Ramsey Town Story
Ramsey is a small, heritage-rich market town that grew up around its Abbey, once one of the most important monastic institutions in England. By the 12th century there were 80 monks in a prospering town with a weekly market and an annual three day fair. This all changed with the Dissolution in 1539 and Ramsey’s fortunes waned until the fens were drained in the 17th and 18thcenturies. Many people were drawn to the rich, reclaimed agricultural land, including the Fellowes family, whose ancestor, Lord De Ramsey, still lives on his estate near Ramsey today – the venue of the annual festival, The Secret Garden Party.
You can still catch glimpses of the splendour that was once the Abbey at the Abbey Gatehouse, Lady Chapel and St Thomas a Becket church.

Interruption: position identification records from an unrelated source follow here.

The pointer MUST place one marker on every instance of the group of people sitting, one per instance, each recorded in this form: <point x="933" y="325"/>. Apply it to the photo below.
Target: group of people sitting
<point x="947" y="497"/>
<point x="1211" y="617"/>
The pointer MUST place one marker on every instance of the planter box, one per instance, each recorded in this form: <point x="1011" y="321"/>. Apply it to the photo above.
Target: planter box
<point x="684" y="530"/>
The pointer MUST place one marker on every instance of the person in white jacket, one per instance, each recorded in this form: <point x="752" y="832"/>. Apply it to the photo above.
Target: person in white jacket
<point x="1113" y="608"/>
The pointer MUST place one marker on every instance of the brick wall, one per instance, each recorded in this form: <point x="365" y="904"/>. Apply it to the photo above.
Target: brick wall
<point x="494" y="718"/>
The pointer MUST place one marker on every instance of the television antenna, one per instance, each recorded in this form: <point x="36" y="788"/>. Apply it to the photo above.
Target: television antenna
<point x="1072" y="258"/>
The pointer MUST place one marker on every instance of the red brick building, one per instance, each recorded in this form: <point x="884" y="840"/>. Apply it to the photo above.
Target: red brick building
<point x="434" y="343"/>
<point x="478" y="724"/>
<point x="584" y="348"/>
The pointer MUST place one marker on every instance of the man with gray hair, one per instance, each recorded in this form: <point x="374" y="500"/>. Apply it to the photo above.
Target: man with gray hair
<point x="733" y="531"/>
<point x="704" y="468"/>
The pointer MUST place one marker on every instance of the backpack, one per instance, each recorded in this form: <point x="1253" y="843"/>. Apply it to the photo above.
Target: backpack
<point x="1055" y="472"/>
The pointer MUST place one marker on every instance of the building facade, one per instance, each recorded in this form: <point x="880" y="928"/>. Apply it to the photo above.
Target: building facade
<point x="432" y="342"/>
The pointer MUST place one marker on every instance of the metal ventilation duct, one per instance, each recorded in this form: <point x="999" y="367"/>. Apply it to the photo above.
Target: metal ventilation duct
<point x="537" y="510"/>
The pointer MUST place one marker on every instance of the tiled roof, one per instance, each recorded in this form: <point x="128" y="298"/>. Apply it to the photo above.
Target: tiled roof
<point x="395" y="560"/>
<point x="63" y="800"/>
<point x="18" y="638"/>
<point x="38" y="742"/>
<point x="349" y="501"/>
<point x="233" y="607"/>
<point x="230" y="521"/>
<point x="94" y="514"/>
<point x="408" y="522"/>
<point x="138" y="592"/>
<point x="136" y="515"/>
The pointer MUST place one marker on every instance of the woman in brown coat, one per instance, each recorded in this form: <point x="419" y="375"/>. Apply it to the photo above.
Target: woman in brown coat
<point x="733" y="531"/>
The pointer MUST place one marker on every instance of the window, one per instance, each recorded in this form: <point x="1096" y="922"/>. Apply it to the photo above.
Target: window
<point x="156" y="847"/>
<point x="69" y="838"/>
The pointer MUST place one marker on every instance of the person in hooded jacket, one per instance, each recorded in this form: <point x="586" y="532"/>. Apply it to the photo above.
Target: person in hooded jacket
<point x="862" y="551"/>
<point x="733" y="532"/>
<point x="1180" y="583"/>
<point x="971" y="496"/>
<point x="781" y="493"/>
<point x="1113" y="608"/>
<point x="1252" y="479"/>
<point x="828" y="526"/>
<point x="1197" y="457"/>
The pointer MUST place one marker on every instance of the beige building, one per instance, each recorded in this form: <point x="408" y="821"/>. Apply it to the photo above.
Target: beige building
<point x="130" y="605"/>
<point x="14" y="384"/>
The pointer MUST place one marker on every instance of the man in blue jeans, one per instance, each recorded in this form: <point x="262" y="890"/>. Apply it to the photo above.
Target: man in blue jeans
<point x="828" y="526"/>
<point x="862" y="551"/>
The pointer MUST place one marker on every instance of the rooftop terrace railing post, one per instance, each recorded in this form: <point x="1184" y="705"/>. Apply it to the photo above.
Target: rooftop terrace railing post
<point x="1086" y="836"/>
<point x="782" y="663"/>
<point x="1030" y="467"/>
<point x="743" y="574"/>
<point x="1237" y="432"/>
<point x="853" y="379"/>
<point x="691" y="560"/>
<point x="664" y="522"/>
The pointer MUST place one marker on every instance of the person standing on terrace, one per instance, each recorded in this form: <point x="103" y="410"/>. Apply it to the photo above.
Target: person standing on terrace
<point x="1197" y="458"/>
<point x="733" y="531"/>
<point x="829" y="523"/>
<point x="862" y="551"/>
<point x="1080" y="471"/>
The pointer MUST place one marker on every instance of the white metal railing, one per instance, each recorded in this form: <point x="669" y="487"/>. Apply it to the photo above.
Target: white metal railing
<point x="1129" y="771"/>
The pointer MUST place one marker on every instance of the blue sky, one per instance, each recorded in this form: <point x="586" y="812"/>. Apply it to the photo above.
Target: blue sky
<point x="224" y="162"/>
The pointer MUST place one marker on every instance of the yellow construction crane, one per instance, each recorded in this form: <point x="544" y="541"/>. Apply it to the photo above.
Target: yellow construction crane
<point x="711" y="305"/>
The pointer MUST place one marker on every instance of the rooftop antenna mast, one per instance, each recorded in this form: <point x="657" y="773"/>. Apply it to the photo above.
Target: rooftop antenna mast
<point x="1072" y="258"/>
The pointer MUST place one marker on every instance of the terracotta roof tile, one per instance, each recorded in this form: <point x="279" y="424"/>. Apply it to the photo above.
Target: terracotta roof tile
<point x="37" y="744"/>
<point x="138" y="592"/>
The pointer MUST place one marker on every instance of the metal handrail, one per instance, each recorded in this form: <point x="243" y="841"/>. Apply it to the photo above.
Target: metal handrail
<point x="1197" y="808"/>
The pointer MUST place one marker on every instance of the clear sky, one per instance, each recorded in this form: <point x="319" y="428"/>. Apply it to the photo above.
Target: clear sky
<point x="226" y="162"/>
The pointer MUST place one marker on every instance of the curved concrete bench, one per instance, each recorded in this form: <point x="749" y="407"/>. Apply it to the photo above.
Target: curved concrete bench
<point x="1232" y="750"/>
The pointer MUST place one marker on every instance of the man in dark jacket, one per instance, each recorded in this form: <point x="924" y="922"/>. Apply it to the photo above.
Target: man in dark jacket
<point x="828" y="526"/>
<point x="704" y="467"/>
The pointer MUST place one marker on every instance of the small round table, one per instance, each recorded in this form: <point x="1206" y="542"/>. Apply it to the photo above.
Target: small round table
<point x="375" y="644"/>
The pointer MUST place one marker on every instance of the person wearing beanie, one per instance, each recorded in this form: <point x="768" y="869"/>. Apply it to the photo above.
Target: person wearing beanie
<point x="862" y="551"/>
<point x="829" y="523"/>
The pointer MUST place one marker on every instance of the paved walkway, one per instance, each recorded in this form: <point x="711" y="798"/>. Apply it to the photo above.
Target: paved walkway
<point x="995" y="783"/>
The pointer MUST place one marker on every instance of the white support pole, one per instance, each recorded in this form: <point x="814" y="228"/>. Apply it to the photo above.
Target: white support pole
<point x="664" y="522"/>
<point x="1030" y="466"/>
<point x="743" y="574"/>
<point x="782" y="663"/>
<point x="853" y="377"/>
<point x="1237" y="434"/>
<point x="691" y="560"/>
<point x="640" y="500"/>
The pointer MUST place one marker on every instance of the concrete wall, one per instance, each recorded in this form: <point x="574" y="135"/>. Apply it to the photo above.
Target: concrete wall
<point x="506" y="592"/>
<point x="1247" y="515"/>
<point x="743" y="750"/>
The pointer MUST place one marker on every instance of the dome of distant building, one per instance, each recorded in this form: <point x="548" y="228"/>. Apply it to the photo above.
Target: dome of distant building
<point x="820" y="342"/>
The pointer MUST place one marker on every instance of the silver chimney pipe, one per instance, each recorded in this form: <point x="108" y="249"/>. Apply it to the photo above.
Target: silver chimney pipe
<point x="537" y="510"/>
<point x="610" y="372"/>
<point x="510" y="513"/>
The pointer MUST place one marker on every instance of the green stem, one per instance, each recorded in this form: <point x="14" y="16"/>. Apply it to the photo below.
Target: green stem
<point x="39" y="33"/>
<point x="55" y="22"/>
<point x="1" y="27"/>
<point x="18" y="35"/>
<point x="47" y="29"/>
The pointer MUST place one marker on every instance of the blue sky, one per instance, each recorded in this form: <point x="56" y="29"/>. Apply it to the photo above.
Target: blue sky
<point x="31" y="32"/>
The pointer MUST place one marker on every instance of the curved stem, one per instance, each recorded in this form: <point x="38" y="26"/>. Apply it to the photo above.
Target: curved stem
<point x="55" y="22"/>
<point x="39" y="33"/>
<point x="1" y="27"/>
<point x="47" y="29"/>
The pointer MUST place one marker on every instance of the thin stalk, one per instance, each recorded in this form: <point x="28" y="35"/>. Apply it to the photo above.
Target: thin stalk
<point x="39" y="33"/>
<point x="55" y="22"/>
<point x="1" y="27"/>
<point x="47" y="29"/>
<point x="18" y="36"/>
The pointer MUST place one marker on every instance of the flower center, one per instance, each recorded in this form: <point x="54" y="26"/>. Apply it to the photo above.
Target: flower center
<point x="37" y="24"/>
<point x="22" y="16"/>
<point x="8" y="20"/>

Both the town and the Abbey have associations with the Cromwells, notably the Lord Protector’s uncle who remained steadfastly loyal to the Crown. His summer residence was at the Abbey and he is buried along with many other Cromwells, at the parish church of St Thomas a Becket.
Water has played an interesting part in Ramsey’s history. In medieval times Ramsey was an island and after the fens were drained there were docks at each end of the town connecting the river that ran down the centre of the Great Whyte. The river was covered in 1852 which explains why the Great Whyte is an unusually long and wide street.
You can see where the river goes under the town by taking our Waterways Trail for a stroll through history.
Since the 1900s Ramsey’s centre has remained largely unaltered and retains its market town feel with family run shops and cafes.
The centre of Ramsey was designated a Conservation Area in 1975 and 60 properties are included on the List of Buildings of Special Architectural or Historic Interest. There are also two scheduled ancient monuments – Ramsey Abbey and Booth’s Hill.